PepsiCo rejects shareholder resolution on exploitation of female sugarcane workers in India

by AYA DARDARI

People’s Archive of Rural India.
IMAGE/ Parth M.N., Used under Creative Commons license.

PepsiCo refused to allow a shareholder resolution requesting the company look into allegations that it is buying sugar from female farm workers in Maharashtra, India, who are coerced into undergoing hysterectomies. The resolution was filed following an exposé by the Fuller Project and the New York Times

BNP Paribas Asset Management and Mercy Investment Services, among others, filed the shareholder resolution in November 2024, asking PepsiCo to detail the “effectiveness of PepsiCo’s efforts to uphold its human rights standards throughout its sugar supply chain in India.” Had the company accepted the resolution, it would have been discussed at its annual general meeting on May 7th, 2025. 

However, in February 2025, the company asked the U.S. Securities and Exchange Commission (SEC) to allow it to reject the resolution on the grounds that the request related to operations valued at under five percent of its assets, net earnings, and gross sales under a 2025 rule change that allows companies to request permission from the SEC to take “no action” on resolutions that are not “significantly related” to the company’s business.

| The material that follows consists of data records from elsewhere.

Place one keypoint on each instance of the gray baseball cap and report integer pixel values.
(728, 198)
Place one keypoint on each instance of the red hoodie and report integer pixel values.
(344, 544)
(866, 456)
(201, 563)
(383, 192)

Despite the rejection of the shareholder resolution, the company has not denied multiple in-depth reports from Indian newspapers and reputable non-profit organizations like Oxfam that sugar produced by workers in Maharashtra is indeed used to sweeten beverages made by international food conglomerates like PepsiCo as well as products made by Coca-Cola, Mondel?z, Nestlé and Unilever.

Pepsi products in India are made exclusively by Varun Beverages, based in Haryana, which operates bottling plants across India, including in Maharashtra—one of the largest producers of sugar in the country.

The core of the human rights abuses borne by the workers (who are mostly migrants from middle, lower and lowest castes) in Maharashtra lies in the district of Beed, a poor rural region.

Every autumn before the harvest begins, sugar mill owners pay private local contractors known as mukadam (the word means labor foreman) to Beed to recruit workers. Over 1.5 million migrants—men, women and children—travel from one field to the next during the cutting season that spans October to March in search of job opportunities. 

These workers often have to live in tents by the fields and the sugar mills because the cane has to be transported to the mill as soon as it is cut, otherwise it loses value. The women wake up as early as four in the morning every day to draw and carry water, build a fire, boil tea, cook lentils and vegetables for their meals and wash clothes in a basin, before beginning work shifts that sometimes last until midnight. Once the sugar has been harvested from a field, the workers move to the next location, hauling their belongings with them.

To cut costs, mill contractors take advantage of an informal system of married couples working together called koyta that is unique to the region. (The word koyta is derived from the Marathi word for a sickle used to cut sugarcane.) The couples are given an advance for the season—sometimes as much as 150,000 rupees (US$1,800) per couple—instead of proper wages, in exchange for delivering a set weight of cane for the season. (This works out to approximately US$5 a day per worker per day, but often less.)   

The cash-up-front is a huge incentive for parents to press girls as young as 12 to enter into illegal child marriages (the legal age of marriage is 18 for women). Weddings are sometimes conducted at the sugar mill gates so that children can be put to work immediately.